Berlin. Berlin ist bei den digitalen Finanzdienstleistern aus dem Netz tonangebend. Die FinTechs sind eine Chance für den Finanzplatz Berlin.

Unternehmen der Finanztechnologie (FinTechs) sind eine Chance für Berlin als Wirtschaftsstandort und Finanzplatz. Einige dieser Unternehmen können schnell zu Marktführern im Finanzbereich heranwachsen. Zu diesem Ergebnis kommt eine am Mittwoch vorgelegte Analyse der Investitionsbank Berlin (IBB).

Bei FinTechs handelt es sich um Unternehmen, die technologiegetriebene und digitalisierte neue Finanzprodukte anbieten. So ermöglicht etwa das Start-up „Cringle“ Bargeldüberweisungen zwischen Freunden. „Weltsparen“ bietet festverzinsliche Papiere an, die kaum eine Bank verkauft. Mit „Lendico“ können sich Internetnutzer gegenseitig Kredite gewähren. Das sind nur drei Beispiele für Finanzdienstleistungen der neuen Art.

Vertrauenskrise der Banken nützt den Finanz-Start-ups

Solche Firmen werden zunehmend zu Mitbewerbern der etablierten Banken, die nicht nur unter Niedrigzinsen leiden, sondern auch unter einer Strukturschwäche und einer Vertrauenskrise. „In den vergangenen zehn Jahren hat sich die Zahl der Institute auf 2000 mehr als halbiert. Sparkassen und Banken haben 9000 Filialen geschlossen und 66.000 Stellen abgebaut“, skizzierte Jürgen Allerkamp, der Vorstandsvorsitzende der IBB, die Bankenkrise. Mehr als 80 Prozent der Institute befürchten Verluste, 20 Prozent sehen ihr Geschäftsmodell als gefährdet an. Banken verlieren ihre Rolle als Vermittler.
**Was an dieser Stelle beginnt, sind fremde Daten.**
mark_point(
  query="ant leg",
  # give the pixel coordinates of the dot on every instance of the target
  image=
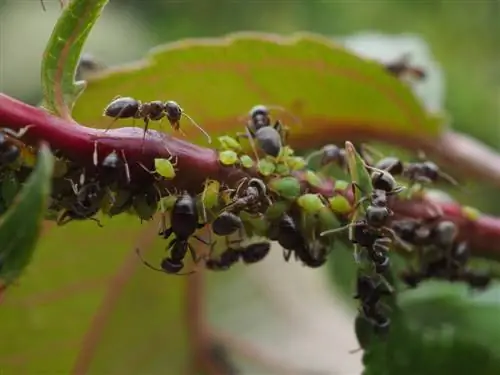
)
(166, 233)
(287, 254)
(95, 157)
(18, 134)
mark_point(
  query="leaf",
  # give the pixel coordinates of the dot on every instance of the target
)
(20, 225)
(330, 89)
(441, 329)
(61, 56)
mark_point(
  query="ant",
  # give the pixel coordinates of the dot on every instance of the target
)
(291, 240)
(184, 223)
(423, 172)
(269, 137)
(370, 295)
(226, 224)
(45, 9)
(86, 205)
(250, 199)
(250, 253)
(156, 110)
(402, 67)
Diesen Trend machen sich die FinTechs zunutze. „70 Fintech-Unternehmen sind in Berlin beheimatet. Das sind doppelt so viele wie am Finanzplatz Frankfurt. Sie konnten im vergangenen Jahr 79 Millionen Dollar Wagniskapital nach Berlin holen“, beschrieb Wirtschaftssenatorin Cornelia Yzer (CDU) die aktuelle Lage. „Diese Unternehmen greifen die etablierten Player an und stellen ihre Geschäftsmodelle infrage“, bestätigte auch Allerkamp.

Um hier die Position Berlins zu festigen, seien günstige Rahmenbedingungen wichtig, sagte Chris Bartz, Venture Partner beim Unternehmensentwickler FinLeap und Vertreter des Branchenverbandes Bitkom. Er mahnte ein „digital vorausschauendes Umfeld“ an. Hier stimmte ihm die Wirtschaftssenatorin zu. Sie setze sich genau dafür ein und nannte als Beispiel die im neuen Kleinanlegerschutzgesetz festgeschriebenen Erleichterungen für Crowd­funding-Plattformen.
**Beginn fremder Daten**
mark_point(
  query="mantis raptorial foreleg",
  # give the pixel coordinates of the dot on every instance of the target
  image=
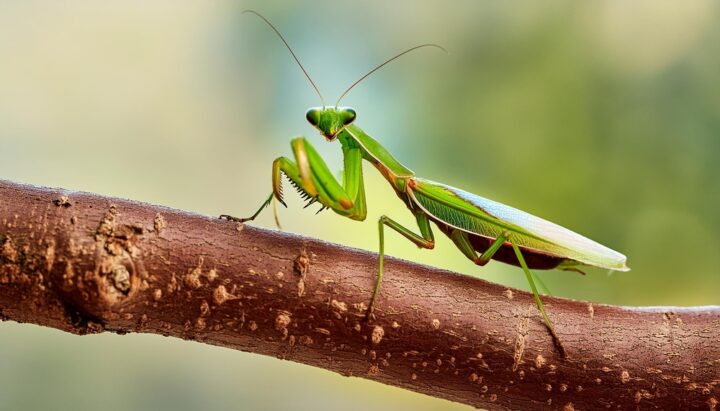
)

Berlin eröffnet London-Büro für umzugswillige Firmen

Der bevorstehende Brexit könnte sich positiv auf Berlin als FinTech-Standort auswirken. Senatorin Yzer berichtete von „sehr konkreten“ Gesprächen mit umsiedlungswilligen Londoner FinTech-Unternehmen und versicherte, dass sie die Opportunität der Situation nutzen wolle. Im September ist zudem die Eröffnung einer Repräsentanz in London geplant, die umzugswillige Unternehmen beraten soll.
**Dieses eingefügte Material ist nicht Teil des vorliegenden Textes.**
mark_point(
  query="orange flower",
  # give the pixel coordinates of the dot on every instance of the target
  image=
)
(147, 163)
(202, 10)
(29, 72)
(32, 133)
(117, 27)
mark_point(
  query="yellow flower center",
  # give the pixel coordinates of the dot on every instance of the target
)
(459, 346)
Der IBB-Chef gab eine Wachstumsprognose für Berliner FinTechs von 50 Prozent jährlich ab. Damit würde sich voraussichtlich die schwer zu schätzende Stellenzahl von derzeit 2000 bis 4000 ebenfalls verdoppeln. Berlin hatte bereits ein FinTech, als man den Begriff hier noch nicht buchstabieren konnte: Das US-Unternehmen PayPal (2002–2015 Teil von Ebay), das binnen eines Jahres um 25 Prozent gewachsen ist, wickelt in Dreilinden seit mehr als einem Jahrzehnt Bargeldtransaktionen für den deutschsprachigen Raum ab. „PayPal ist mittlerweile mehr wert als alle deutschen Banken zusammen“, kommentierte Chris Bartz dieses Erfolgsmodell.